My plans for voice recognition software were thwarted.
As Jane Smith — from How Publishing Really Works — pointed out in the comments section, voice recognition software is fairly voice specific. You have to “train” it to recognize your own voice, at which point you can play your own recorded voice back to it (or speak through a microphone) and the program will recognize your own words well enough to come up with a reasonable transcription.
My problem, however, is that that’s not really what I needed. I wanted to be able to play back an interview between two people, and have the VRS system be able to transcribe it. That, alas, is beyond the capability of most VRS systems.
The literature for MacSpeech didn’t really make that clear — I thought it was going to be a technological wunderkind, capable of transcribing whatever I might play through it (“Revolution 9” from The Beatles might have been fun), no questions asked. That wasn’t the case — and since I don’t work by dictating into the computer, Scribe is pretty much a useless program for me.

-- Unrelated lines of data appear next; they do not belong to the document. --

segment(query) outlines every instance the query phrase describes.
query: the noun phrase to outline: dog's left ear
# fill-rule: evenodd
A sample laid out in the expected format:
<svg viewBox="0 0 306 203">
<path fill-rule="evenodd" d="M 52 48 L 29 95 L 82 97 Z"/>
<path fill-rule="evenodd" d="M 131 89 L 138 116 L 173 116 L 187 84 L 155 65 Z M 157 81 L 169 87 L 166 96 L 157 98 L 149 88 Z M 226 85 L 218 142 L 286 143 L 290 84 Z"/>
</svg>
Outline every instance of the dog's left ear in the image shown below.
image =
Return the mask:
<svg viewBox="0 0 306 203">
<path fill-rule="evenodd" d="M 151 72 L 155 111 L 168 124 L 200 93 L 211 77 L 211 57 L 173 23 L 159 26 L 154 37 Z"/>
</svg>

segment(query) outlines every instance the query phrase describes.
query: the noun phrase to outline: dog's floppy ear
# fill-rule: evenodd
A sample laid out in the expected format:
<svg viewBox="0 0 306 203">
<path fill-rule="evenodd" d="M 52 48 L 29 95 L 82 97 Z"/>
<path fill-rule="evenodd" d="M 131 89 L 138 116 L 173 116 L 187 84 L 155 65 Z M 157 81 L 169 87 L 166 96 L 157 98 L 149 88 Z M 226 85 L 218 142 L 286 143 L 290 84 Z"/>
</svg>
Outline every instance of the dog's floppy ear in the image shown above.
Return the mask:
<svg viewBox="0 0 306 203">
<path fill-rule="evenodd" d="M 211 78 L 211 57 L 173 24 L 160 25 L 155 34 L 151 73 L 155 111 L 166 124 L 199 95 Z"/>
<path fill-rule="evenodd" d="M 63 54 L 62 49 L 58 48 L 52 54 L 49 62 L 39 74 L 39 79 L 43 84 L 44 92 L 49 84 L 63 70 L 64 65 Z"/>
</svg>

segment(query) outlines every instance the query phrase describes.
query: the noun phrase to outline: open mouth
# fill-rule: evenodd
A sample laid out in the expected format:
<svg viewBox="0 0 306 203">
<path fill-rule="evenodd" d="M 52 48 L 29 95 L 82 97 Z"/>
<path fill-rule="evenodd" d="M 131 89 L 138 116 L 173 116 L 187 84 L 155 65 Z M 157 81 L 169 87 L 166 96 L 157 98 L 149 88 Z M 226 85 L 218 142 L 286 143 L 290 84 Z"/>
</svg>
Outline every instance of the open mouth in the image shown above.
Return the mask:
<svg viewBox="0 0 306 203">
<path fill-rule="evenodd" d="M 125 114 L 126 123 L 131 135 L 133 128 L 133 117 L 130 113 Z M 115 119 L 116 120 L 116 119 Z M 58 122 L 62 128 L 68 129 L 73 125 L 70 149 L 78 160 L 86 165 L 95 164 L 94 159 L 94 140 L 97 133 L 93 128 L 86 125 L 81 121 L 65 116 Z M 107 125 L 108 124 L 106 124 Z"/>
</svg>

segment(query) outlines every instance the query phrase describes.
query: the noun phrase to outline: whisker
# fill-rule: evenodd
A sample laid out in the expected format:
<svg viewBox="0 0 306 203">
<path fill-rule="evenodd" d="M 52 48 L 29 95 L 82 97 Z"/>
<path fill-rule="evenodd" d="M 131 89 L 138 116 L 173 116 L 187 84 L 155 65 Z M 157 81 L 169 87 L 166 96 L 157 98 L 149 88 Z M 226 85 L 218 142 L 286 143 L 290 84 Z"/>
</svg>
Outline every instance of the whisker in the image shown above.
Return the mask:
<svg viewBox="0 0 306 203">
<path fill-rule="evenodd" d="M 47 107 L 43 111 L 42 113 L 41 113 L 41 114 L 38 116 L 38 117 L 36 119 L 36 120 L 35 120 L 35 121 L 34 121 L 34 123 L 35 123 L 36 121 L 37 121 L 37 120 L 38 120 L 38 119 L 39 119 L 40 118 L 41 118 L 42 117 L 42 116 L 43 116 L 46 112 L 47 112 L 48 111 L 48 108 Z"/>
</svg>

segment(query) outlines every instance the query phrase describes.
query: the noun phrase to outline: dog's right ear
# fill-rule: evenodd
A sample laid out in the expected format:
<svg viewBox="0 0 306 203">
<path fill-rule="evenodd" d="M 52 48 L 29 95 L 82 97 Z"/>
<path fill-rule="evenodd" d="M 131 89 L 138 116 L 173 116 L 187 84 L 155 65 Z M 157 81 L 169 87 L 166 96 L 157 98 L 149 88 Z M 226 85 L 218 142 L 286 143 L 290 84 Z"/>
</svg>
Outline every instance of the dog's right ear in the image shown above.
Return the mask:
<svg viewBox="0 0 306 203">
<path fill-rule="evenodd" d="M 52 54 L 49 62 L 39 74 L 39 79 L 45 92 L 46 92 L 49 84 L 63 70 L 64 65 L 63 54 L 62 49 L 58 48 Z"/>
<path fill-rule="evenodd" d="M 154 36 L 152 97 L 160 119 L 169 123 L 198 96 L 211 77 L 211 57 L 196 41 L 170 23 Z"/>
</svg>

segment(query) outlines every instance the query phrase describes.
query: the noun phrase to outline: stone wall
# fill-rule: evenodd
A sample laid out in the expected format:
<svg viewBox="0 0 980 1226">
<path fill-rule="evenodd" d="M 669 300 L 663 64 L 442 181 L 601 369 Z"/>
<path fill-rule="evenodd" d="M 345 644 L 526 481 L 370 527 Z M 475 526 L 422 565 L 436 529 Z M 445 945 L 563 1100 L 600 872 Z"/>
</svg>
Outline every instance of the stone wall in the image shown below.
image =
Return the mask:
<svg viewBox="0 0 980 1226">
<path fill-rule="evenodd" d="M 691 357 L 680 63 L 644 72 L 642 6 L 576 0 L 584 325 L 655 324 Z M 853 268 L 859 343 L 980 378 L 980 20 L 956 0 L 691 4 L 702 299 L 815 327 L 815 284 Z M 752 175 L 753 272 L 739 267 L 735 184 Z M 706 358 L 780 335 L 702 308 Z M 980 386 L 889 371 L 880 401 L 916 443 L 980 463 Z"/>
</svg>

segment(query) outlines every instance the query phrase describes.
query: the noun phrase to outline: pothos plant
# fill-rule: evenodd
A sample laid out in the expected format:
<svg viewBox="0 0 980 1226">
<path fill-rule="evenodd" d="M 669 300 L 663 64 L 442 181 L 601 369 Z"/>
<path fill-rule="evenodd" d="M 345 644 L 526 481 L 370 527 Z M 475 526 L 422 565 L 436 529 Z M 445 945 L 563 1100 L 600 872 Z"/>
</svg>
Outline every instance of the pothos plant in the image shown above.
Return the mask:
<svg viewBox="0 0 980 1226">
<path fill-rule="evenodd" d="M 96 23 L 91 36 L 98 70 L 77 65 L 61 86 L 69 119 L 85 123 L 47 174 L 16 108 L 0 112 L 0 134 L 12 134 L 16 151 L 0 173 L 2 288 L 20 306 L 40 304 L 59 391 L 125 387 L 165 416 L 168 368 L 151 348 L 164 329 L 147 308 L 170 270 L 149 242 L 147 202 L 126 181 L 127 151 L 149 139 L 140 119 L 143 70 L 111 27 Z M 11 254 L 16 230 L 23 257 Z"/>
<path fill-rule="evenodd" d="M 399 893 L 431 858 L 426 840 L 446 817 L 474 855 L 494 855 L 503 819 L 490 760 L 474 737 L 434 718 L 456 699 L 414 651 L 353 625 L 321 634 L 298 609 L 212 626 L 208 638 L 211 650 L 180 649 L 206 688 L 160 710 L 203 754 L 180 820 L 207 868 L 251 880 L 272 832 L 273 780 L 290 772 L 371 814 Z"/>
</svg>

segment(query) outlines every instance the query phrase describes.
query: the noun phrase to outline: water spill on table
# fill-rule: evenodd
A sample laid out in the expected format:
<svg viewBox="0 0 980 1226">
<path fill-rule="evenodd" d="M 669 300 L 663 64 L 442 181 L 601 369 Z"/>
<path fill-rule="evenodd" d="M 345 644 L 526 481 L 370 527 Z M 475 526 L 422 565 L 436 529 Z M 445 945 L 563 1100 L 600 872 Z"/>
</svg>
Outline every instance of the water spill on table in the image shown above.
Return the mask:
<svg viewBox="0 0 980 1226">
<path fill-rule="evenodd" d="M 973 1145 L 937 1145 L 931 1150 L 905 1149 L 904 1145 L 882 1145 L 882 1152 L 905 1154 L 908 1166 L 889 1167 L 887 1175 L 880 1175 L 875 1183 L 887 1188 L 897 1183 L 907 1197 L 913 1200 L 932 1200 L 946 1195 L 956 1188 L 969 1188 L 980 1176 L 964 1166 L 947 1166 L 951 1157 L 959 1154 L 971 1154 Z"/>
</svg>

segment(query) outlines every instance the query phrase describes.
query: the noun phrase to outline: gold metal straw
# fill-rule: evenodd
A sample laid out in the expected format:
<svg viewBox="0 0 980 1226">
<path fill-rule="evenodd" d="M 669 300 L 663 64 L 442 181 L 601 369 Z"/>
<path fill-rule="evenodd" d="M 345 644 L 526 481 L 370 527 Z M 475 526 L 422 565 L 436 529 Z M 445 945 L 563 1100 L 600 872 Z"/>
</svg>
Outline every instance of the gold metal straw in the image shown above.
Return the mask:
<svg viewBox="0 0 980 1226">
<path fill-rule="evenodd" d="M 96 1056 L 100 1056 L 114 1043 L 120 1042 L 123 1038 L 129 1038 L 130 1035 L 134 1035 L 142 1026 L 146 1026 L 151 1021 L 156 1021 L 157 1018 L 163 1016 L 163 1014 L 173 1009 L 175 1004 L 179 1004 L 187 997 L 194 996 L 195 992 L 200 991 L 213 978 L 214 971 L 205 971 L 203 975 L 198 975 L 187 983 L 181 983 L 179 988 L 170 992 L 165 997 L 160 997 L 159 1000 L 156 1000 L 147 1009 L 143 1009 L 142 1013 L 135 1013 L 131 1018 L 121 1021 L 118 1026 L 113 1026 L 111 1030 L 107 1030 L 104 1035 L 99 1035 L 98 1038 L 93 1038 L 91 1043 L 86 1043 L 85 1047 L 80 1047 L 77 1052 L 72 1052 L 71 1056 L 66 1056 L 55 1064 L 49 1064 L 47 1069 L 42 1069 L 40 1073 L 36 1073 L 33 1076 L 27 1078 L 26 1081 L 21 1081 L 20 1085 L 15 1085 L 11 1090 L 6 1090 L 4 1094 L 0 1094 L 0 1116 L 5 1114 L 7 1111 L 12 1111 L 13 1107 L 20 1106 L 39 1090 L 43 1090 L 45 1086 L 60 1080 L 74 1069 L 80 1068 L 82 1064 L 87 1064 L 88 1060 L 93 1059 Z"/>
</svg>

Unfortunately, when I called customer service at MacSpeech to see if I could get a refund on the program — since it really didn’t do what I needed it to do — they told me no dice, since the program “was working as it was supposed to.” Rats.
So I’ve gone back to Plan B — having the conversation transcribed. I did learn, however, that if your transcription doesn’t have to carry a standard of “legal weight” — meaning it won’t be scrutinized in a courtroom — you can have things transcribed for a much more reasonable rate. I’m supposed to have my transcript back soon. I’ll let you know how they did — and if it looks good, I’ll let you know who I used.